Before Zinni's trip, U.S. officials expressed hope that there would be sufficient reduction in violence to warrant a beginning of the Tenet work plan to combat terrorism, which actually includes several provisions of the Mitchell Plan (including the lifting of West Bank roadblocks); each plan is designed to build confidence between Israelis and Palestinians. CIA director George Tenet originally put the plan forward at a U.S.-backed summit in Sharm el-Sheikh in October 2000, and then again during his visit to the region in June 2001. During yesterday's Knesset appearance, Ben-Eliezer noted that the level of violence is at its lowest since the beginning of the al-Aqsa intifada in September 2000; there have been absolutely no attacks over the last two days. Some in Israel have pointed to this quiet period as evidence that Arafat is capable of stopping violence against Israel if he so chooses. At the same time, Ben-Eliezer said that the PA has arrested only ten of the thirty-three alleged terrorists on the list that Zinni presented to them recently.

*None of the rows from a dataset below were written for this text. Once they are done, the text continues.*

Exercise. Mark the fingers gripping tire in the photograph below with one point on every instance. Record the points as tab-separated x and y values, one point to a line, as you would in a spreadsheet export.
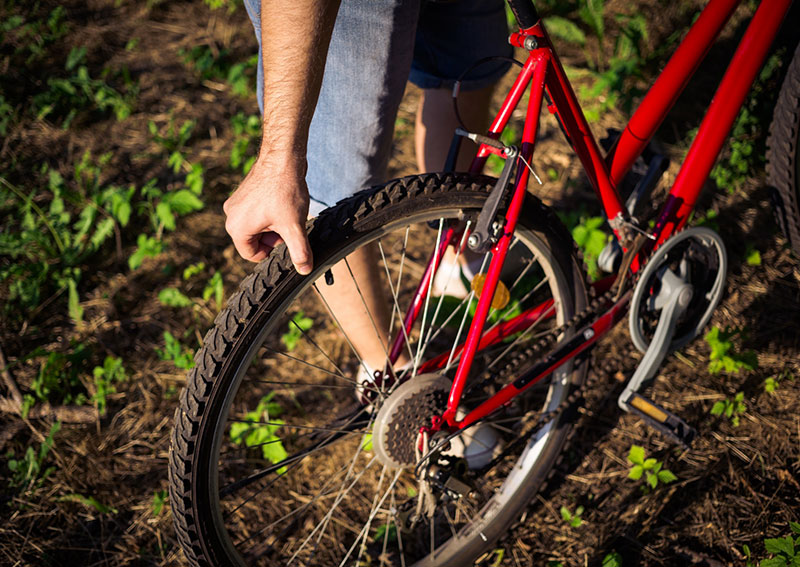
271	460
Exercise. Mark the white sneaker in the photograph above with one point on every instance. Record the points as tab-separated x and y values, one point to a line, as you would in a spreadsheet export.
478	445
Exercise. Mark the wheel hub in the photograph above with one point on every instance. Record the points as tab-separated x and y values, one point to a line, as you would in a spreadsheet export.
409	407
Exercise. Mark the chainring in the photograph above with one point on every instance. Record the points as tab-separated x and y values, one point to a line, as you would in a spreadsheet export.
697	255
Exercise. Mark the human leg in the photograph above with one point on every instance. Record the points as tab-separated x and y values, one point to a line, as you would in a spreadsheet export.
349	148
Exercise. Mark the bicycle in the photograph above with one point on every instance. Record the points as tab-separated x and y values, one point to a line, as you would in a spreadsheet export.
280	456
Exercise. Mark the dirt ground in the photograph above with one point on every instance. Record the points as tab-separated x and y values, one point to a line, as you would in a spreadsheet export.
736	486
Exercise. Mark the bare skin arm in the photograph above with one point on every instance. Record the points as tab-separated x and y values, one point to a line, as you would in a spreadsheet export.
271	204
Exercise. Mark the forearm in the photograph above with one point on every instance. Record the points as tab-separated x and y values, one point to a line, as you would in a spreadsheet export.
295	35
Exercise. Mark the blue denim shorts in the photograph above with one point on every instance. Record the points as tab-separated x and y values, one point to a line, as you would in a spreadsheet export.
376	46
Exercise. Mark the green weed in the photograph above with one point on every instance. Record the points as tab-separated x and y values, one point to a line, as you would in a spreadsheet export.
297	326
29	472
88	502
387	532
746	151
180	355
159	499
752	257
172	139
105	378
208	62
785	550
258	429
66	97
146	247
246	132
192	270
771	384
53	229
724	355
588	236
172	297
731	409
214	287
650	468
59	378
573	519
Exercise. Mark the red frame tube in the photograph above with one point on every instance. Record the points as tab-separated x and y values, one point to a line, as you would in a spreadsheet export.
543	70
721	114
668	86
540	67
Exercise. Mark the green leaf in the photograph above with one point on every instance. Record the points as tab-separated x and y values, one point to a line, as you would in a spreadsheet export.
76	56
565	30
89	502
215	287
147	247
636	455
165	215
636	472
104	229
613	559
778	545
73	304
753	258
192	270
774	562
194	179
172	297
666	476
183	201
159	499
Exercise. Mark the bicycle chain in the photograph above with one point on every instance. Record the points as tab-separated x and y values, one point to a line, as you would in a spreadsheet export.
626	280
535	350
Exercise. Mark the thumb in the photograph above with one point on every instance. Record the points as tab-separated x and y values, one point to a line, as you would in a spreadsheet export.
296	241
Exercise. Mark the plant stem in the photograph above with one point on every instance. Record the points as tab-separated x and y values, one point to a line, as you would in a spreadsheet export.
39	211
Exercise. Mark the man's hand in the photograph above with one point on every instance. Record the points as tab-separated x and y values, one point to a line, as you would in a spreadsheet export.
270	207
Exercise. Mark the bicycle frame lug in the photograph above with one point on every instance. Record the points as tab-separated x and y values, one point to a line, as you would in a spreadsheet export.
530	43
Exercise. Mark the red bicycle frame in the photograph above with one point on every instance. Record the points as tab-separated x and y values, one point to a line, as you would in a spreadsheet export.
542	72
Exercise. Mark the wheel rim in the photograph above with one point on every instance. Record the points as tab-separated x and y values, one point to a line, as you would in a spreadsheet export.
324	533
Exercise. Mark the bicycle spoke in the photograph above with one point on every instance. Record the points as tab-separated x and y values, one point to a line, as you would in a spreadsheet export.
396	306
341	329
340	375
428	296
371	517
454	268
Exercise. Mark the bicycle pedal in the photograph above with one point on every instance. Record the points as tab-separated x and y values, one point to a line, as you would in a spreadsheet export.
661	419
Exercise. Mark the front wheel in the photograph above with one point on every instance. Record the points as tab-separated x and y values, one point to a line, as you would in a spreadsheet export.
783	155
272	459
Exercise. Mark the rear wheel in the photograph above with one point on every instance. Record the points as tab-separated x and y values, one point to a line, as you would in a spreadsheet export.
783	155
272	459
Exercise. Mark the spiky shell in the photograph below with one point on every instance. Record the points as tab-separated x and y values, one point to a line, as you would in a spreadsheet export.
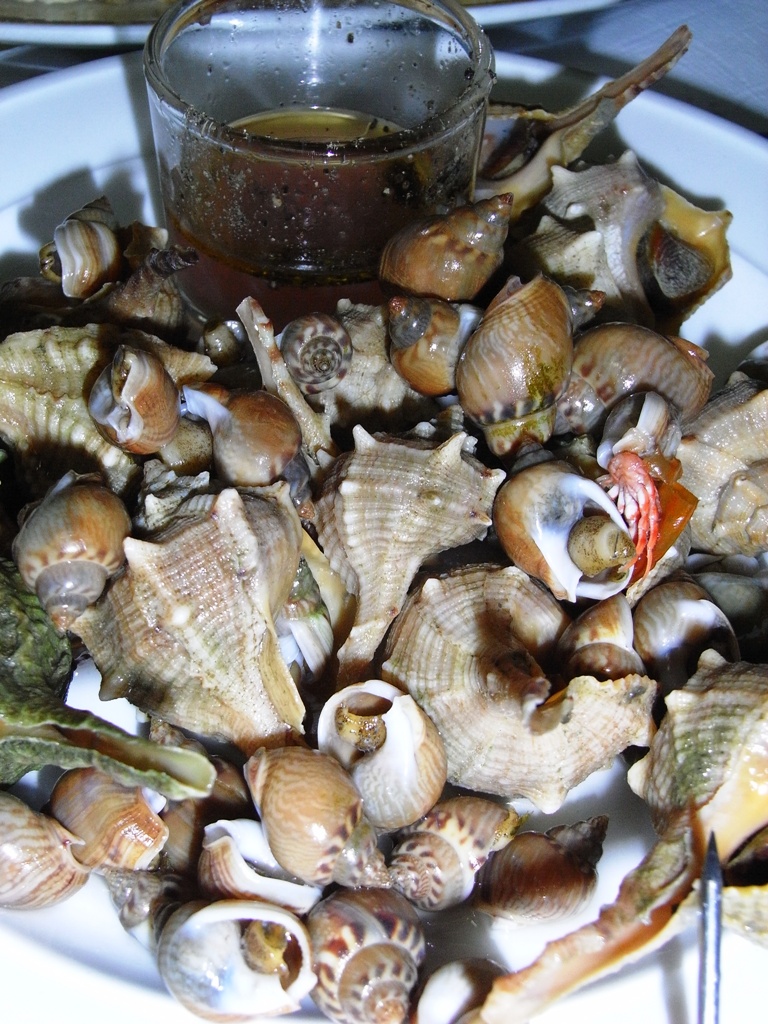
187	631
384	509
488	697
710	754
45	380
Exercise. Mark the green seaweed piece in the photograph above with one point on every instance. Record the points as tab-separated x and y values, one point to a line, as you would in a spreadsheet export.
37	728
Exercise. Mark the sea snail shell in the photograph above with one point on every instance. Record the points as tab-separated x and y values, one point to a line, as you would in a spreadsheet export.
255	435
367	945
390	748
233	960
450	257
117	823
312	817
516	365
71	544
37	865
317	351
134	401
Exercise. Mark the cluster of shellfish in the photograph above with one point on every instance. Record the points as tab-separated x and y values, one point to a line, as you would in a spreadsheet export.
387	573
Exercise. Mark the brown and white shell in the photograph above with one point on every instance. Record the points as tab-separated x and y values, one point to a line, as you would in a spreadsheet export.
368	946
383	510
187	631
503	731
724	455
313	817
435	860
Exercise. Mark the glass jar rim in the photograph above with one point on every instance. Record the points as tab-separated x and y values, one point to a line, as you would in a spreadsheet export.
451	14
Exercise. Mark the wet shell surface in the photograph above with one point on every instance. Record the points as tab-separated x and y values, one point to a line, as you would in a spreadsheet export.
37	864
368	946
384	509
118	824
435	860
70	544
516	364
449	257
313	817
390	748
227	960
544	516
503	732
187	631
724	455
543	876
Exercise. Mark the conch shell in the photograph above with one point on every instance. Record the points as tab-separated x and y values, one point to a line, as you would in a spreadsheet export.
383	510
187	632
453	647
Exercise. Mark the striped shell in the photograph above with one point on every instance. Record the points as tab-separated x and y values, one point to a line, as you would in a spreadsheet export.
384	509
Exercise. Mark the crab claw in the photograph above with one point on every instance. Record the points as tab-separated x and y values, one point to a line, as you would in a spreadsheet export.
630	484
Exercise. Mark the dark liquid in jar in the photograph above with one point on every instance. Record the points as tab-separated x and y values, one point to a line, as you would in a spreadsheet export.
297	235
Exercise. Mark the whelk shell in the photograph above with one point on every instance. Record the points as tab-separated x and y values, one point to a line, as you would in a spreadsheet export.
454	648
390	748
313	817
229	960
368	946
383	510
187	631
37	864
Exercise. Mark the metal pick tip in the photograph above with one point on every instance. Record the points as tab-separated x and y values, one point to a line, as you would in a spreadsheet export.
710	936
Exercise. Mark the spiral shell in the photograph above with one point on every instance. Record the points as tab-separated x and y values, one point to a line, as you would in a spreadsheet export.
255	435
435	860
37	865
313	818
611	360
426	339
516	364
117	823
229	960
368	946
317	351
543	876
71	544
545	521
390	748
134	401
450	257
85	252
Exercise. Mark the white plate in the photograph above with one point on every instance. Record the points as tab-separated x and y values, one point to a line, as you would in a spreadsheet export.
527	10
73	963
96	23
51	26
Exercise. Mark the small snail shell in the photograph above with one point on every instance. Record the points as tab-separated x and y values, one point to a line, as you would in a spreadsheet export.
535	514
236	960
37	866
450	257
543	876
255	435
237	863
317	351
71	544
426	339
454	990
516	365
312	817
117	823
85	252
599	642
390	748
134	401
435	860
367	945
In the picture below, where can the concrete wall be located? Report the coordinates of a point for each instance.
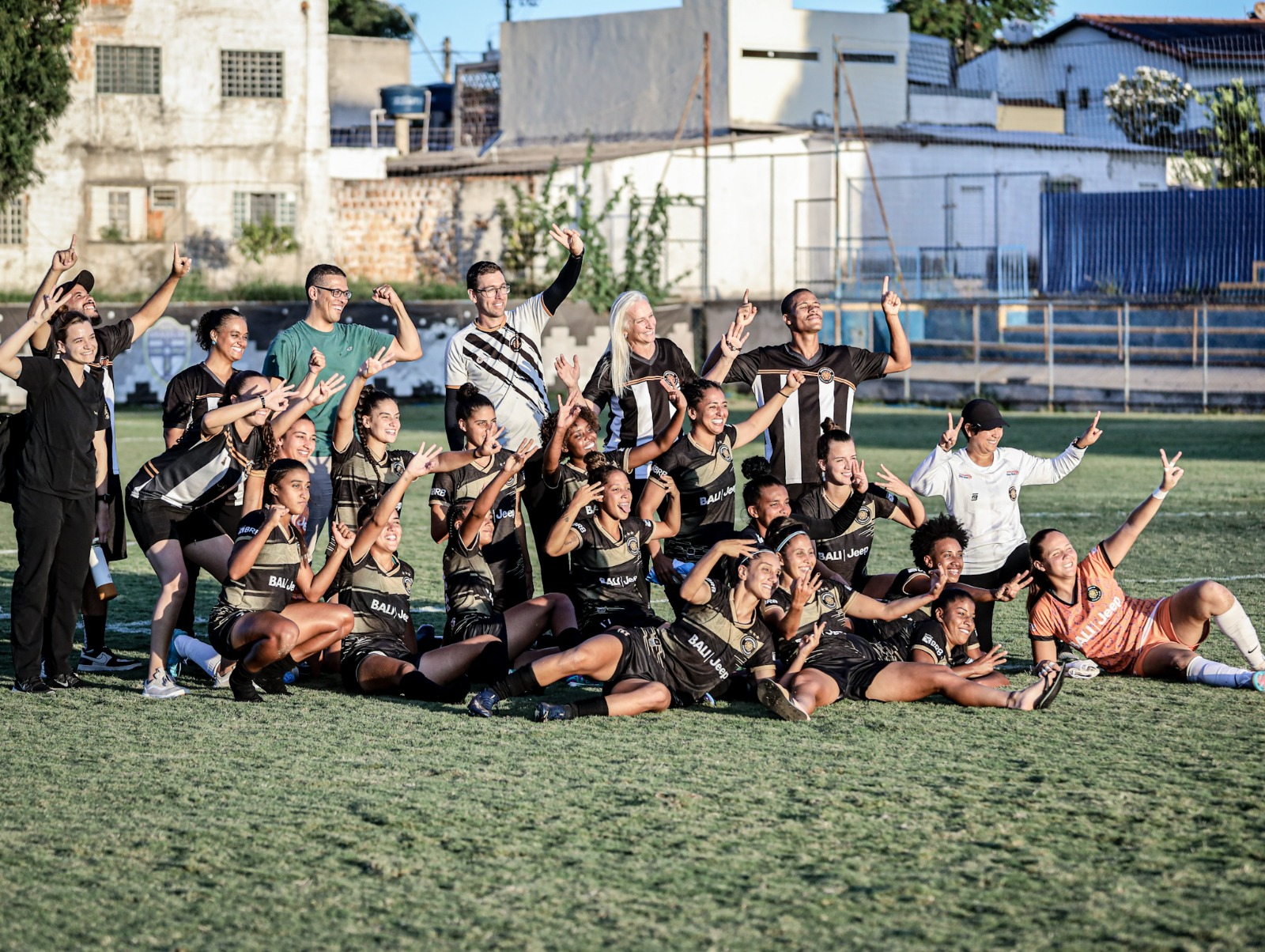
(189, 137)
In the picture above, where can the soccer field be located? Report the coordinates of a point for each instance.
(1130, 812)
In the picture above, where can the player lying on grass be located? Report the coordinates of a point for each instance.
(655, 669)
(825, 663)
(380, 656)
(1083, 606)
(257, 623)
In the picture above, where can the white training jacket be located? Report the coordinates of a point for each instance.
(987, 499)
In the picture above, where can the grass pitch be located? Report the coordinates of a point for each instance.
(1129, 813)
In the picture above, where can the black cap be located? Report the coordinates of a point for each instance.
(84, 279)
(982, 414)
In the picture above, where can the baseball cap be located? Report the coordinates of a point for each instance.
(982, 414)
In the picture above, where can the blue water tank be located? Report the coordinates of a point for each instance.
(404, 100)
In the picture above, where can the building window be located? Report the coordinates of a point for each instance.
(253, 74)
(255, 206)
(130, 70)
(13, 221)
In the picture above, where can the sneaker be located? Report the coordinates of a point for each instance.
(162, 688)
(484, 703)
(32, 685)
(105, 659)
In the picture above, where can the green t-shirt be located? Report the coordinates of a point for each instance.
(346, 349)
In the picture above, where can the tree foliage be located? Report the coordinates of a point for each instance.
(972, 25)
(368, 18)
(35, 82)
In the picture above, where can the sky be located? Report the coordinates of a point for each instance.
(474, 23)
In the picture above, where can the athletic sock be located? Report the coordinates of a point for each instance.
(518, 684)
(1239, 628)
(94, 633)
(1214, 672)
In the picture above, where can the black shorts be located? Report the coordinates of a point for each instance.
(354, 653)
(153, 522)
(854, 678)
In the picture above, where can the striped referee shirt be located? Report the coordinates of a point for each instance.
(833, 375)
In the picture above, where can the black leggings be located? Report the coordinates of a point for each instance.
(1015, 564)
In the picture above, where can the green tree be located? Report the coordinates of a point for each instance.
(368, 18)
(35, 82)
(972, 25)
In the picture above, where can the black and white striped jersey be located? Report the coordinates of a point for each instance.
(833, 375)
(643, 408)
(508, 368)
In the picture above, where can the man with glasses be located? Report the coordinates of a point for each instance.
(346, 349)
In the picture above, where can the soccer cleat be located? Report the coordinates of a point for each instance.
(105, 659)
(777, 699)
(484, 703)
(549, 712)
(162, 688)
(32, 685)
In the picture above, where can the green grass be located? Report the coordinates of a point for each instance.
(1129, 813)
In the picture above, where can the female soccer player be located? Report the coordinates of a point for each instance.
(65, 463)
(380, 656)
(170, 501)
(257, 621)
(470, 581)
(825, 663)
(1083, 606)
(606, 551)
(506, 552)
(644, 670)
(980, 485)
(845, 482)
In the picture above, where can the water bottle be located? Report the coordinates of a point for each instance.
(100, 570)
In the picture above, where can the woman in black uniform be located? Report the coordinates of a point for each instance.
(257, 621)
(60, 503)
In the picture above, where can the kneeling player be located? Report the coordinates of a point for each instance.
(655, 669)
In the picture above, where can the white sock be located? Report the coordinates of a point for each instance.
(199, 652)
(1239, 628)
(1214, 672)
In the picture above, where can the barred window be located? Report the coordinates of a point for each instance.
(252, 74)
(13, 221)
(255, 206)
(130, 70)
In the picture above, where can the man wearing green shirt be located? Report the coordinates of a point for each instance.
(346, 347)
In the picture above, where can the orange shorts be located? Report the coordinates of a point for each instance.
(1161, 633)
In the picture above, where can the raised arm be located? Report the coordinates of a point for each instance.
(1121, 541)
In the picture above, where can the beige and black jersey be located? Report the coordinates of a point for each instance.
(270, 584)
(706, 484)
(609, 575)
(848, 552)
(377, 598)
(358, 478)
(470, 587)
(706, 644)
(200, 470)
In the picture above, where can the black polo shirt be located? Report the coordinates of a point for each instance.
(61, 419)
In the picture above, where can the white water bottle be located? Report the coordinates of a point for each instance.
(100, 570)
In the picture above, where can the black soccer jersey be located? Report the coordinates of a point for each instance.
(190, 395)
(706, 484)
(848, 553)
(833, 375)
(270, 585)
(358, 478)
(200, 470)
(607, 574)
(377, 598)
(706, 644)
(642, 409)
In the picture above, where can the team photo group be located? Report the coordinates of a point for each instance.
(285, 488)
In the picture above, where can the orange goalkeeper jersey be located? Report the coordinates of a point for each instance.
(1105, 623)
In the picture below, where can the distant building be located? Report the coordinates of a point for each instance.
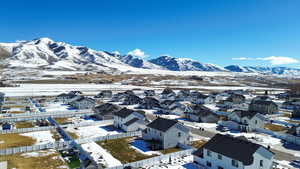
(200, 113)
(83, 103)
(263, 106)
(149, 93)
(165, 133)
(129, 120)
(244, 121)
(106, 94)
(105, 111)
(168, 94)
(227, 152)
(150, 103)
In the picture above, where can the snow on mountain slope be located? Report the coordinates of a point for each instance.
(184, 64)
(265, 70)
(137, 62)
(47, 54)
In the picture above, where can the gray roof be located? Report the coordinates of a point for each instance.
(236, 148)
(162, 124)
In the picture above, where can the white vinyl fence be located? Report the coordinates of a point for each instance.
(25, 130)
(156, 160)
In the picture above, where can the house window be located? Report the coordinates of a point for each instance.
(261, 163)
(219, 156)
(208, 153)
(235, 163)
(208, 164)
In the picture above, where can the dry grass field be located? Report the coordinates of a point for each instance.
(15, 140)
(46, 160)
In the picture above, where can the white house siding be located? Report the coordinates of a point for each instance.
(261, 154)
(226, 162)
(213, 159)
(171, 138)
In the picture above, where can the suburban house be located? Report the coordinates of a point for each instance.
(199, 98)
(183, 95)
(106, 94)
(244, 121)
(200, 113)
(263, 106)
(83, 103)
(131, 99)
(129, 120)
(105, 111)
(236, 98)
(150, 103)
(67, 97)
(168, 94)
(149, 93)
(227, 152)
(179, 108)
(1, 100)
(296, 112)
(165, 133)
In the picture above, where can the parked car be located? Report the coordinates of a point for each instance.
(295, 163)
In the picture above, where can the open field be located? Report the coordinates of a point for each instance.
(170, 150)
(198, 143)
(35, 160)
(275, 127)
(15, 140)
(121, 150)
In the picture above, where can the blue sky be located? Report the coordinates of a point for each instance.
(223, 32)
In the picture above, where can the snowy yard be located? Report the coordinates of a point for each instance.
(41, 137)
(93, 131)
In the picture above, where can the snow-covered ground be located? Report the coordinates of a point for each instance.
(100, 155)
(93, 131)
(41, 137)
(142, 147)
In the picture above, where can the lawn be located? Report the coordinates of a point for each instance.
(170, 150)
(62, 120)
(15, 140)
(275, 127)
(121, 150)
(73, 135)
(47, 161)
(20, 125)
(198, 143)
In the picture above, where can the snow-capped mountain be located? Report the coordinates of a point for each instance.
(264, 70)
(184, 64)
(47, 54)
(138, 62)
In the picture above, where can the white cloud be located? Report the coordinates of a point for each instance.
(274, 60)
(279, 60)
(242, 58)
(138, 53)
(116, 52)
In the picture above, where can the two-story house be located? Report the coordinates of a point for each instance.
(227, 152)
(105, 111)
(129, 120)
(164, 133)
(83, 103)
(244, 120)
(263, 106)
(200, 113)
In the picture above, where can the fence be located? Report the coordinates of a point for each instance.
(156, 160)
(109, 137)
(284, 136)
(25, 130)
(55, 145)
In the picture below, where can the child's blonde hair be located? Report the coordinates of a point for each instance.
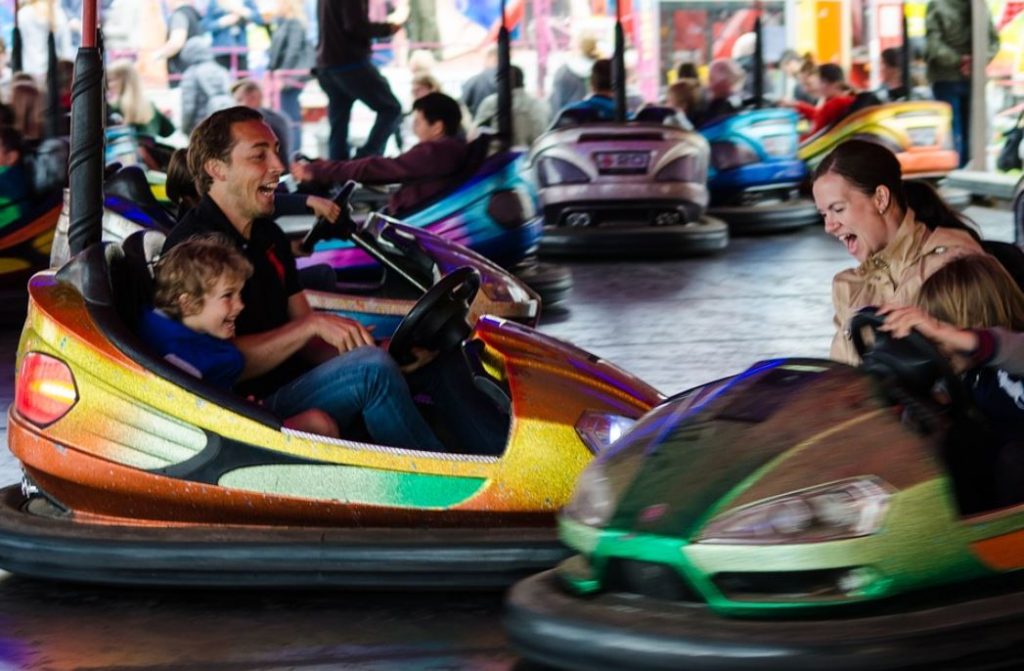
(193, 268)
(974, 292)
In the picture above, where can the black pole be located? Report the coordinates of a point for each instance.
(619, 66)
(905, 61)
(504, 77)
(52, 89)
(759, 64)
(86, 164)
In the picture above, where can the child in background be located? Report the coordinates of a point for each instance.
(198, 297)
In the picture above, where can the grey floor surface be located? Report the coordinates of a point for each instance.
(675, 324)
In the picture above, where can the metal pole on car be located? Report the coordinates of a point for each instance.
(504, 77)
(759, 63)
(906, 55)
(86, 164)
(15, 44)
(619, 66)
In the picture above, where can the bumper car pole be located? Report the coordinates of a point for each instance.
(86, 163)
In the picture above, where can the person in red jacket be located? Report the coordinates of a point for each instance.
(837, 96)
(429, 168)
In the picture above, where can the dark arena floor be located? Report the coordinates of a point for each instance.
(675, 324)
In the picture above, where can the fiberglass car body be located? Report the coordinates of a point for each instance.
(755, 175)
(805, 514)
(137, 472)
(636, 187)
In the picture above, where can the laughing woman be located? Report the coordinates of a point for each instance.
(882, 221)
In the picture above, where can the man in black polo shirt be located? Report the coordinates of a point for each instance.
(291, 352)
(232, 156)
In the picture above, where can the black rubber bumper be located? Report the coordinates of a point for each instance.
(60, 548)
(546, 624)
(769, 217)
(704, 237)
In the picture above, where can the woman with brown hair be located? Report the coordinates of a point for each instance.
(859, 191)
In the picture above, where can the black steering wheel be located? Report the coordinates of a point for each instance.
(340, 229)
(913, 361)
(437, 322)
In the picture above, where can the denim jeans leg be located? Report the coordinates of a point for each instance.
(365, 380)
(339, 112)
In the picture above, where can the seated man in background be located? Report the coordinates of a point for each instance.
(431, 167)
(602, 95)
(13, 180)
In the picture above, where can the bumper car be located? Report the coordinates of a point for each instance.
(400, 261)
(137, 472)
(755, 174)
(805, 514)
(919, 132)
(624, 189)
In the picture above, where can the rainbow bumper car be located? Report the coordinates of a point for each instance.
(137, 472)
(919, 132)
(805, 514)
(756, 175)
(631, 189)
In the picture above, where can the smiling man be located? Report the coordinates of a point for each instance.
(295, 360)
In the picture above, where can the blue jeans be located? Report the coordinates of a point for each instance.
(343, 86)
(367, 381)
(957, 94)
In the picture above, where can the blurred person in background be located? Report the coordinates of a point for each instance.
(529, 115)
(206, 85)
(571, 81)
(36, 18)
(126, 96)
(226, 21)
(183, 23)
(291, 51)
(27, 108)
(346, 74)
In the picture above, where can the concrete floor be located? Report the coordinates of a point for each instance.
(675, 324)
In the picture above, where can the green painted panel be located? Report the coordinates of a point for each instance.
(355, 485)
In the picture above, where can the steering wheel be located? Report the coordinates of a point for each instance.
(341, 229)
(914, 361)
(437, 322)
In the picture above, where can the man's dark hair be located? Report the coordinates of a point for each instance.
(687, 70)
(11, 139)
(600, 75)
(438, 107)
(830, 73)
(212, 138)
(893, 57)
(516, 74)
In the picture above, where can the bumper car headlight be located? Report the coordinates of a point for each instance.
(598, 430)
(725, 156)
(551, 172)
(845, 509)
(593, 501)
(687, 168)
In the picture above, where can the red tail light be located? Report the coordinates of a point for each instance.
(45, 389)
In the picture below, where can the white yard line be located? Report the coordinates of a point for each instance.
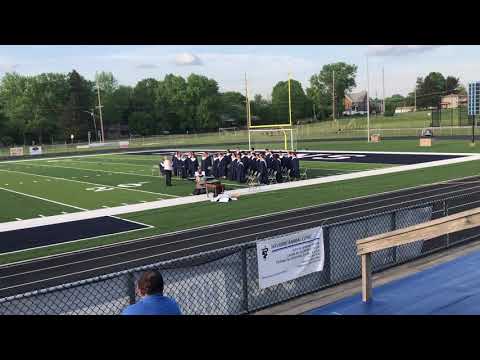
(106, 163)
(74, 241)
(40, 198)
(198, 198)
(445, 182)
(87, 182)
(97, 170)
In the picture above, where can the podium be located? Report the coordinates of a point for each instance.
(426, 141)
(215, 188)
(375, 138)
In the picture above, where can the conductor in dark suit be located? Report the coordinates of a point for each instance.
(207, 164)
(262, 168)
(240, 170)
(215, 162)
(276, 167)
(295, 166)
(222, 166)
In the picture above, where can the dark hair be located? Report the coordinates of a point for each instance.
(151, 282)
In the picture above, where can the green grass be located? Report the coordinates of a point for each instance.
(22, 207)
(99, 181)
(193, 215)
(351, 127)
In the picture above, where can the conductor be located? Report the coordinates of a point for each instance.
(167, 168)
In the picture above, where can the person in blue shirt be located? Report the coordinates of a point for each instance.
(152, 302)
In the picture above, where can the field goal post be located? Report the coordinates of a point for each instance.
(286, 132)
(284, 128)
(226, 130)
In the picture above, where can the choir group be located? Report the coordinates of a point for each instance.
(238, 165)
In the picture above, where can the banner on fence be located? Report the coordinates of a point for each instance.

Confiscation of illegal weaponry belonging to Palestinian renegade factions has been one of the most ignored subjects of the Oslo process, with efforts largely confined to the episodic gathering of a few pistols. The latest incident, however, could allow the United States and others to throw fresh focus on this issue. Other issues have come into play as well. For example, some wonder if the muted U.S. reaction is born of a desire to avoid confrontation with Tehran at a time when Washington is considering an attack against Iraq as part of the war on terrorism.
Implications for Iran
Notwithstanding official Iranian denial of involvement in the incident, the Karine-A affair raises the prospect of strong links between Iran and the PA—not just between Tehran and the Palestinian Islamic Jihad (PIJ), which U.S. officials see as simply an arm of Iranian intelligence. Iran has never supplied arms to the PA in the past, and this incident would therefore indicate a turning point. On December 14, former Iranian president Hashemi Rafsanjani called on his country to use nuclear weapons—which it is currently developing with the aid of Russia—to wipe out Israel. Moreover, Iran remains listed in the State Department's "Patterns of Global Terrorism" report as the primary supporter of terrorism today.
Implications for Hizballah
Akkawi's reference to Hizballah's logistical support for the weapons shipment is the latest piece of evidence that the group seeks to support Palestinian terrorism now that Israel is out of southern Lebanon. Hizballah has been training Palestinians who are engaged in violence, and its satellite station Al-Manar has been exhorting Palestinians to engage in suicide attacks against Israel. In the wake of the arms seizure, Israel has called on the European Union to add Hizballah to its terrorism list, just as it added Hamas and PIJ in the wake of December's burst of suicide bombings against Israel.
David Makovsky is a senior fellow at The Washington Institute.